Extreme Physiology Online Learning

This month’s installment is about something I already did and also about something that I would like to encourage you to do.   Over the course of the past two months I participated in a free online learning opportunity provided by Stanford University.  Along with over 10,000 other students from 144 foreign countries, I “virtually” joined Dr. Ann Friedlander and her dedicated colleagues (notably Corey and the EP101 team) for an interactive course on extreme human physiology.  Entitled Humanities Sciences: EP101 Your Body in the World: Adapting to Your Next Big Adventure, the course presented some of the latest peer reviewed information on how extreme environments impact our bodies (because Dr. Friedlander is an exercise physiologist, she expanded the impact of physiology presentations to explain adaptations and provide strategies to improve athletic performance in environmental extremes).  Through entertaining experiential videos, scripted lectures, expert/experiential interviews, and robust additional reference material, the EP101 course explored and exposed the effects of cold, heat, aging, stress, altitude, and variable pressure on the human body.

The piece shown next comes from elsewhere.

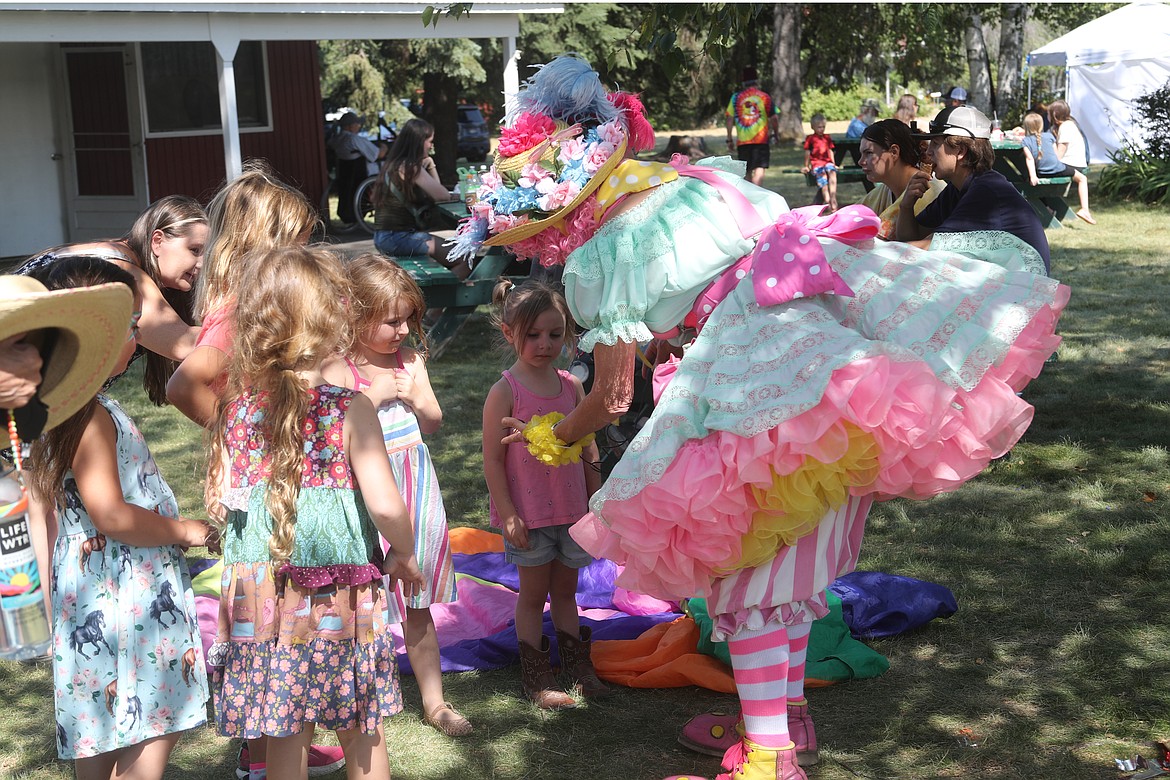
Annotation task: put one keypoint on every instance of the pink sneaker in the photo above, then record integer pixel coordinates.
(803, 733)
(323, 759)
(711, 732)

The “Course Info” tab on the Stanford site leads with the following:

“Want to climb mountains and fly fighter planes? Want to skydive? Want to travel around the country to meet science experts that generate the knowledge we learn? Want to learn practical physiology about how the body adapts to cold, heat, altitude, stress, age and variable pressure? If so, you have come to the right place.  The course includes six physiology topics organized into six sections. Each section will include a story video, video lectures, expert interviews, and additional materials. The material was designed to be experienced in the order below, and takes approximately five hours per section to complete. However, feel free to experience the material in whatever order, and depth, that you like! Many of our students just watch the story videos, and many complete the whole course. But beware! You might get hooked.”

Perhaps check out the course “preview” video here.  (An alternate link for course registration can be found here.)   While not part of the actual course material, I can assure you that both the “Expert” interview with Jonah Willihnganz (“Storytelling”) and the “Experiential” interview – “Science Communication with Tom McFadden” (as well as a subsequent YouTube view of his “Oxidative It Or Love It/Electron to the Next One“) will perhaps make you think anew about the often perplexing Krebs Cycle … etc., etc.; and, perhaps more importantly, how we convey complex subject matter to our intended audiences —I similarly assure you that the “guts” of this class are significantly higher minded than McFadden’s video(s), but I think viewing some of his material may stimulate some of your own creative juices.

I am recommending this course as a fellow adventurer, explorer, athlete, and human being—feel free to jump around and review what sections interest you and take away some useful “pearls”—again, I think the two interviews highlighted in the introductory material are insightful and offer broad applicability to many disciplines.

While the course is no long “live” (and, as a consequence, instructor and peer discussion is now limited), the material remains available via the Stanford site—note that if you are interested in earning CEU credit for this course (USAT offers 5 hour credits), Dr. Friedlander and her team expect to offer the course again later this year.